After America and Europe discovered hot chocolate and started adding sugar to it, life became better, life became more fun. But something confused many fans of cocoa – oil circles appeared on the surface of cocoa beans filled with boiling water. The strange vegetable fat was removed, after cooling it still spread the aroma of chocolate in the air, but became solid and outwardly similar to soap.
In 1825, Konrad van Hoyten decided to launch the production of defatted cocoa powder for a drink, for which he tried to use not only heat, but also pressure to separate vegetable oil from the main product. The experiment was successful, and three years later the inventor patented a hydraulic press. This invention gave the world another valuable product – cocoa butter.

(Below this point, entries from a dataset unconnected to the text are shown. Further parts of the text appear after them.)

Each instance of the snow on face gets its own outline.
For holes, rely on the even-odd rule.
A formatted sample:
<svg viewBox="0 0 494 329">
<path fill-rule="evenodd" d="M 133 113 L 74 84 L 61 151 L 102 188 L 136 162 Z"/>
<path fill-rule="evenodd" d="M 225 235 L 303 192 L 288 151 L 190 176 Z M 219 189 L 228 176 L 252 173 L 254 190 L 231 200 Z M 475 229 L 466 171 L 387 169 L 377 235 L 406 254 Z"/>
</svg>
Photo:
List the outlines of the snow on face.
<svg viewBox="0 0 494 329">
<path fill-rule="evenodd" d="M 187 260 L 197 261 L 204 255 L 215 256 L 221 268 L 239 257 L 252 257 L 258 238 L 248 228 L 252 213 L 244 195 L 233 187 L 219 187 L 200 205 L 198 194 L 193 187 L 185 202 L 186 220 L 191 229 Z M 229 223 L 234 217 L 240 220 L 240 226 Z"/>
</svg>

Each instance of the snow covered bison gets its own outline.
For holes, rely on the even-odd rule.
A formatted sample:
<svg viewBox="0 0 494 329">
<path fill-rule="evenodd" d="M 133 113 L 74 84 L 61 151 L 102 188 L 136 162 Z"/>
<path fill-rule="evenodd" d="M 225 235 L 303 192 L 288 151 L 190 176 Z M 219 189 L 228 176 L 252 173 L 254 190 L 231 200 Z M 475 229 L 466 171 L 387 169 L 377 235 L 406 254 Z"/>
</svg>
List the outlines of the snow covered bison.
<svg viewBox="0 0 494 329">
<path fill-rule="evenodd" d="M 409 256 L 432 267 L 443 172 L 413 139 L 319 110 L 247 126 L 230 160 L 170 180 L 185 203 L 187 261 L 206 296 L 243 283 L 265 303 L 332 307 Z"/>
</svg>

Later, during the Gold Rush of the mid-1800s, the Italian Domenico Girardelli came to America, where he decided to help exhausted gold seekers like himself to satisfy their hunger, and spent the gold he obtained to create the highest quality chocolate. While transporting cacao beans from Peru to the United States, Dominico noticed that the ground beans gave oil even to the fabric of the canvas bag. The filtration method was also patented, but van Hoyt’s method turned out to be more productive and durable. Thanks to this invention, cocoa and chocolate ceased to be treats exclusively for crown-bearers, and cocoa butter is used not only in the food industry, but also in medicine and cosmetology.
Raw, unrefined cocoa butter has a characteristic strong chocolate aroma. If it is necessary to remove the natural smell, for example, to add a substance to white chocolate or for medical purposes, cocoa butter is subjected to steam treatment in a vacuum environment. By the way, this is exactly what our partners at the Wawel factories do on a special installation.
High-quality cocoa beans contain up to 50% oil. When they are squeezed, a transparent substance is released that quickly thickens, has a light yellow or cream shade and really looks like soap that smells like chocolate. You can melt the cocoa butter again simply by holding it in the palm of your hand. When melted, the oil slowly melts, leaving behind an unpleasant feeling of “sticking” on the teeth and a greasy aftertaste.
Unobtrusive aroma of chocolate, neutral taste of vegetable fat and melting at body temperature are characteristic features of expensive natural cocoa butter. If at least one indicator is missing, the oil is noticeably bitter, has no aroma at all, or smells like vanilla – you got one of the many existing substitutes for cocoa butter.
It is interesting that natural cocoa butter is polymorphic, that is, it can form six different forms of crystals when solidified. This is reflected in the taste characteristics of the product. Confectioners consider crystals of the “beta” type to be optimal.
Chocolate made from such cocoa butter is always tender, keeps its shape and is crunchy when broken.
Cocoa butter is successfully used both for making homemade chocolate and in medical and body-pleasing cosmetic procedures. And for the sake of beauty, we will soon take it with us to the spa for girls’ parties! 🙂
We wish everyone to stay healthy and beautiful together with the MASALE family!